Não gorjeiam como lá ...

   A mesa estava pronta, majestosa, repleta de incontáveis delícias de encher os olhos, enfeites dos mais admiráveis, cores cintilantes, apenas esperando o final da cerimônia. Os músicos todos enfileirados, com os seus suntuosos ternos pretos e gravatas borboletas, uma diversidade de instrumentos em perfeita harmonia. Rostos e sorrisos mascarados, emoções à flor da pele. 

… O que é a vida se não esse emaranhado de sentimentos se sobrepondo ao outro, atropelando-nos, levando-nos ao extremo de nossas forças. Neste jogo da vida somos apenas peças como em um tabuleiro de xadrez. Cada um com o seu valor e em sua respectiva posição, fazendo exatamente aquilo que lhe foi designado a fazer. Viver é uma aventura completa nesse novo tempo, esse novo mundo tão cheio de terror, medo, incerteza, vírus desconhecido. Muitas das vezes somos indefesos e não sabemos o que fazer. É um jogo complexo que só se vence sendo o mais simples possível. É estranho dizer isso, mas, a simplicidade é a maior e mais poderosa das armas, sempre engatilhada, pronta a disparar em corações despercebidos …

   Rostos e sorrisos cobertos por máscaras bonitas e coloridas.   

   A festa de casamento do senhor Oséias Fausto estava glamourosa. Uma aura de alegria era soprada em sonoras notas musicais, vieram todos os seus convivas, com suas resplandecentes vestes para tão importante ocasião. Oséias em seu infindo regozijo não cabia dentro de seu sorriso oculto, cantava risonho, dançava na alegria extravagante do seu coração. A noiva tão bela, com o seu longo vestido branco, desfilava com o buquê pelo jardim, estava tão encantadora quanto às rosas e tulipas que enfeitavam a festa, era invejada por cada curioso olhar dos especuladores.   
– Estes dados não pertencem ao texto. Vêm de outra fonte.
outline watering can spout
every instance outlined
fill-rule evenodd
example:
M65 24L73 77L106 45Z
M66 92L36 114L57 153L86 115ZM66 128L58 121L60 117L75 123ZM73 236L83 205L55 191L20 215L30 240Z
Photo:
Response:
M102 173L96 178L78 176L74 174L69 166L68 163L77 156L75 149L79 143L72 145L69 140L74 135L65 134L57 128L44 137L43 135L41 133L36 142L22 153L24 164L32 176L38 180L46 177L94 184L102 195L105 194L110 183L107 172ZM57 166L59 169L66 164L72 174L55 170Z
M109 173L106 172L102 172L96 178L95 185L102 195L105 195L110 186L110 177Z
   Ao toque dos instrumentos iniciou-se a marcha nupcial, no altar, lágrimas vertiam aos olhos do senhor Fausto, o tão esperado dia que havia finalmente chegado à vida do promissor político, nem mesmo a crescente ameaça invisível e a crise política instaurada no parlamento impediu o planejamento de seu casório em sua terra natal.

   Todos os convidados de pronto se levantaram em aplausos entusiasmados, estavam pasmos com a beleza da noiva. Cantos, palmas, lágrimas, o vinho doce em sorridentes lábios, pétalas de tulipas e rosas eram espalhados adiante de seus passos. 

   Da noiva, havia poucos parentes no casamento. 

   De origem humilde, a maioria dos seus parentes e convidados não quiseram comparecer, disseram temer a contaminação, era o primórdio da pandemia. De Oséias, viva turba urbana, festeira, uns bebendo, já outros cambaleantes pelo salão de festa, sem se preocuparem com nada. Entre os dele, havia os que não queriam que o casamento acontecesse. Da integridade da moça eram esses mesmos tão desconfiados. Gomer não despertava tanta admiração entre os parentes do noivo, havia algo no passado da moça que os incomodava, algo que não poderia ser dito, não naquela ocasião tão importante.  Duvidoso e amargo passado na vida de Gomer que não agradava em nada alguns dos convidados do noivo, ainda sim, tanto mais amor Oséias lhe devotava em face de todo ódio contrário a ela, ele a amou profundamente desde quando a conheceu, resgatou-a de uma vida de prostituição e pecado. O casamento era uma nova oportunidade em sua vida, uma janela aberta a novas oportunidades, alguns não conseguiam acreditar em tal mudança da parte dela. Oséias estava convicto de sua conversão ao evangelho. Foi corajoso quando enfrentou toda a sua família em nome desse amor. Diziam que ele estava louco, fora si, porém, o seu amor parecia ser maior que tudo.   

   Os pensamentos de Oséias estavam nas lembranças do dia em que se conheceram na festa de um amigo.

( … Lá estava Gomer, embriagada, cantando e dançando para todos, ao vê-la, Oséias admirou-se de sua beleza, não acreditou que se tratava de uma prostituta, tão nova para viver uma vida de abusos. Foi amor à primeira vista, mesmo sabendo quem ela era, amou-a desde o primeiro momento, sendo desses sentimentos indescritíveis e inexplicáveis. Os amigos e familiares não acreditavam quando ele dizia que se casaria com aquela moça. Por fim, com muita insistência, a conquistou, para si próprio e para a igreja que frequentava ... )     

   Oséias estava a minutos de realizar o seu maior sonho.